Czy chcecie, aby synowie wasi marnieli podobnie ojcom, całe życie, spędzając w trosce o kawałek chleba, pozbawieni wszelkiej uciechy prócz szynku? Czy chcecie, aby wasz syn i mąż byli zawsze we władzy pierwszego lepszego, któremu ojciec pozostawił kapitał, ten środek wyzysku? Czy zgodzicie się na to, aby wasi najbliżsi byli żerem armatnim, niewolnikami kapitalistów, nawozem, użyźniającym pola bogaczy? Nie, po tysiąckroć nie!
Wiem, jak byłyście przejęte, gdy wasi mężowie odważnie rozpoczęli strajk , a potem przyjęli pokornie poniżające warunki, podyktowane nadętym tonem przez opasłego burżua! Wiem o tym, że zachwycałyście się tymi kobietami, które podczas powstań ludowych szły w pierwszym szeregu i wystawiały piersi na bagnety żołnierzy! Z jaką to czcią, z jaką dumą powtarzacie imię kobiety, która strzeliła do despoty za to, iż poważyć się znieważyć uwięzionego socjalistę. Wiem, z jakim wzruszeniem czytałyście o odwadze kobiet, które pod gradem kul stanęły na ulicach Paryża i zagrzewały mężów do bohaterskich czynów. Kobiety współczesne, połączycie się z tymi, którzy pracują nad wywalczeniem lepszej przyszłości.
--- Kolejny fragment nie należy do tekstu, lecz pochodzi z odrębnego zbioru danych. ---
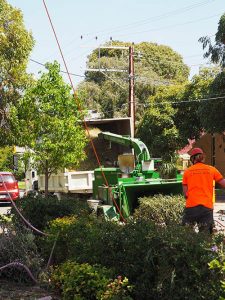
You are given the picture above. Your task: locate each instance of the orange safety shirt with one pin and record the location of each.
(199, 179)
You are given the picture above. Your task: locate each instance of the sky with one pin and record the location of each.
(175, 23)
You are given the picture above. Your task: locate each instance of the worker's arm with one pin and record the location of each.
(222, 183)
(185, 189)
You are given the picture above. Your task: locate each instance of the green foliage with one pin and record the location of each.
(47, 121)
(217, 265)
(39, 210)
(18, 246)
(214, 109)
(158, 131)
(154, 65)
(118, 289)
(216, 52)
(6, 158)
(162, 262)
(15, 47)
(161, 209)
(80, 281)
(174, 116)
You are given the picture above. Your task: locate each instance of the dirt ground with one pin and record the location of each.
(16, 291)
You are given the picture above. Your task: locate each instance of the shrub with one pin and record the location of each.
(80, 281)
(167, 263)
(161, 209)
(39, 210)
(18, 246)
(118, 289)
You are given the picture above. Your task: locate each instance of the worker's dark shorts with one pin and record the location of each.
(201, 215)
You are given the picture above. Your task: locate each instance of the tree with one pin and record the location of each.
(215, 110)
(47, 121)
(155, 65)
(174, 114)
(216, 52)
(15, 46)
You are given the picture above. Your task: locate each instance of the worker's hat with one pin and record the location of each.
(196, 151)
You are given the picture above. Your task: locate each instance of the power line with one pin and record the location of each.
(172, 26)
(43, 65)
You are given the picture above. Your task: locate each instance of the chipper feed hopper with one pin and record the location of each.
(118, 188)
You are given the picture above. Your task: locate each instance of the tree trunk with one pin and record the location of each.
(46, 178)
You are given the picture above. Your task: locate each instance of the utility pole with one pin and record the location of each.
(131, 90)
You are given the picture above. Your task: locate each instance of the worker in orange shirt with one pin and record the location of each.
(198, 188)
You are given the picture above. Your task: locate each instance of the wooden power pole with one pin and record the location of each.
(131, 90)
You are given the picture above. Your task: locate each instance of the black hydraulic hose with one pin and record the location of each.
(20, 214)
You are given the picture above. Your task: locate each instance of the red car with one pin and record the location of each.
(8, 186)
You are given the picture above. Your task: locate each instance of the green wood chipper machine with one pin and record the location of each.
(117, 189)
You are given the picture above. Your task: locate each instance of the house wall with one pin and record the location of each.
(214, 148)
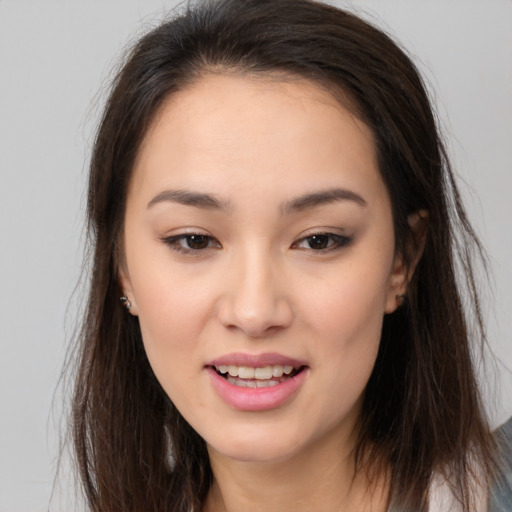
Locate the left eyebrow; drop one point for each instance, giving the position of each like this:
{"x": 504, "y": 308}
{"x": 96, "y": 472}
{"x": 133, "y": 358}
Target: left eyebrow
{"x": 320, "y": 198}
{"x": 189, "y": 198}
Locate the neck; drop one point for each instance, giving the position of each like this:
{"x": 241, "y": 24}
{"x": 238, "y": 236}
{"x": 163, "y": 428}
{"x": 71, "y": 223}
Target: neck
{"x": 319, "y": 478}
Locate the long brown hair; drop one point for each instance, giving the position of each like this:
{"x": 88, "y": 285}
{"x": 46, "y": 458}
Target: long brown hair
{"x": 422, "y": 413}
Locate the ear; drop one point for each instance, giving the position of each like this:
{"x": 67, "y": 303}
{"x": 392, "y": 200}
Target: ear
{"x": 127, "y": 290}
{"x": 403, "y": 268}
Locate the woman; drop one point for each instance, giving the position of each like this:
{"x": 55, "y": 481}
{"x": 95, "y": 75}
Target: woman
{"x": 271, "y": 201}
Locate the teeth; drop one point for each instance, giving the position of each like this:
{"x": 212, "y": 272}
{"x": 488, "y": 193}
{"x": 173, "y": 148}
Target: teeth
{"x": 253, "y": 383}
{"x": 260, "y": 373}
{"x": 287, "y": 369}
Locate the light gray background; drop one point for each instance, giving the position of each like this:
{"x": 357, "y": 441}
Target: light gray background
{"x": 54, "y": 58}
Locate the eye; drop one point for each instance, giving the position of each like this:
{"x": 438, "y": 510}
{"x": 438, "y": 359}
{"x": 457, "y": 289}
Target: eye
{"x": 322, "y": 242}
{"x": 191, "y": 242}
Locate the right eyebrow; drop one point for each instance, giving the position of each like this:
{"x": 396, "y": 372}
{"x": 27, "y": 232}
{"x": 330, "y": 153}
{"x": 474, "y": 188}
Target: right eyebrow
{"x": 189, "y": 198}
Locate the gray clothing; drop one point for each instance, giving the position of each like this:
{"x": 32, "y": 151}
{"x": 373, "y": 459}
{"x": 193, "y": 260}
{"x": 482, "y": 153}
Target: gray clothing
{"x": 501, "y": 494}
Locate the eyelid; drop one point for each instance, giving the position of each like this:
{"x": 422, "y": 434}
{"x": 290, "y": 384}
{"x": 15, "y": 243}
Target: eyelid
{"x": 340, "y": 241}
{"x": 173, "y": 242}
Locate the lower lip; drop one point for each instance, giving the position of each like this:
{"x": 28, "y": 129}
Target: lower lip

Uczciwi młodzieńcy, włościanie, robotnicy, urzędnicy, żołnierze, wy wszyscy zrozumiecie wasze prawa i przyjdziecie do nas. Przyjdziecie pomagać waszym braciom, prostować ścieżki przed pochodem rewolucji, która zniesie niewolnictwo, obali stare tradycje, otworzy nowe widnokręgi przed człowiekiem, da wolność prawdziwą, prawdziwą równość, da wszystkim pracę, wszystkim udostępni korzystanie z owoców pracy i utrwali normalne, szczęśliwe życie!
Nikt nam wówczas nie powie, że jesteśmy maleńką garstką, niezdolną osiągnąć zamierzonych celów.
Policzmy, ilu nas, ofiar niesprawiedliwości...
Chłopi!... Nas, którzy pracujemy na innych, poprzestajemy na owsie, a pszenicę zostawiamy panu, cale miliony, stanowimy przeważającą większość ludności.
Robotnicy!... Nas, chodzących w łachmanach, a wyrabiających jedwabie i aksamity dla bogaczy, także niemało; z chwilą, gdy gwizdek fabryczny daje nam krótką chwilę odpoczynku, zalewamy, na podobieństwo burzliwego morza, ulice i place miast wielkich.
Cierpiący i uciśnieni, jesteśmy groźną siłą, oceanem zdolnym wszystko zatopić. Wystarczy, abyśmy chcieli, a w jednej chwili wywalczymy szczęście całej ludzkości.